Excellent for experienced engineers
6/14/2007
I found lots of answers to practical situations encountered in electro-mech. systems. If you are working with signals, this book gives you good advice in general, and sufficient theory background to back it up. It is well written and has lots of plots - uses Matlab.
good textbook
11/1/2007
It is a good textbook about feedback control design. A lot of examples from the engineering world are useful for undergraduate students. It well written and easy to read.
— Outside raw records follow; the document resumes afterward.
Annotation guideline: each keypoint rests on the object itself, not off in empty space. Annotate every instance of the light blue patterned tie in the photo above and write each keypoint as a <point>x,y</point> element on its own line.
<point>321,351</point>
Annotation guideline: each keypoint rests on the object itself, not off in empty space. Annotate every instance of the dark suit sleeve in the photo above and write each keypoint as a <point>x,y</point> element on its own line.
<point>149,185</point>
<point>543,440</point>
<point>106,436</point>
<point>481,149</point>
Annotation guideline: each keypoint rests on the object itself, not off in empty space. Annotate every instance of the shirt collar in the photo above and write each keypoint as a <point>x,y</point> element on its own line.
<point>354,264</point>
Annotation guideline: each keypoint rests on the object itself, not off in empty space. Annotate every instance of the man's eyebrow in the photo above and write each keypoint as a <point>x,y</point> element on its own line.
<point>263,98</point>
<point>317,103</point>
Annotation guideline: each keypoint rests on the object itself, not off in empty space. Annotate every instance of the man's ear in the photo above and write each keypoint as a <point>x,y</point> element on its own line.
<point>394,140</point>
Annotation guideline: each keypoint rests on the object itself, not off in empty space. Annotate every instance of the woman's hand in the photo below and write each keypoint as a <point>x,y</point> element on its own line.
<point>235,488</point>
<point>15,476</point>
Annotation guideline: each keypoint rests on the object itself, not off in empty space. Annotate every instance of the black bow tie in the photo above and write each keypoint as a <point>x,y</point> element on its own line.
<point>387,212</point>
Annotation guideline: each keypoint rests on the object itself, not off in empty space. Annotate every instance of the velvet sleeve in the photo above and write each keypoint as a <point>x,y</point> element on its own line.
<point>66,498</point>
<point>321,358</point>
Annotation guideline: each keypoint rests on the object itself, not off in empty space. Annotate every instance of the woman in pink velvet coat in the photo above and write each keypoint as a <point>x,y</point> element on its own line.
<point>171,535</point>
Beware of the International Version
2/13/2008
Beware of the International Version it is not the exact same as the Hardcover version just with a softcover. There are less problems, and problems are numbered differently. Those are the only differences found so far, as of two weeks into the semester of an advanced controls course.
Vague, poorly organized
4/4/2008
Vague, poor/loose structure, plenty of discussion but fails to teach. The material is at a high level (senior or above), but that's not my quibble with this book. There are excellent alternatives though on control systems, most notably Norman Nise (currently in 5th ed.) and Ogata. (My bacground is in ME and EE, master's level.)
Unnecessarily Cryptic
4/30/2008
The Good:
This text does hit on most of the topics in controls. It's manageable if you have a good instructor.
Wide breadth.
The Bad:
The writing seems to go out of its way to be unnecessarily cryptic. It performs variable changes every chance it gets, skips steps in the examples (which are light in and of themselves). The figures in the last sections link back to the first. If you find yourself saddled with a hard-to-understand instructor (foreign-language Ph.D students come to mind), get the exercises from someone else and pick up Ogata's Modern Control Engineering (I literally understood Root-Locus more from twenty minutes of reading Ogata than two hours of wrestling with this text).
Poor depth. Avoid.
A note: You WILL require MATLAB. Don't try this material without it.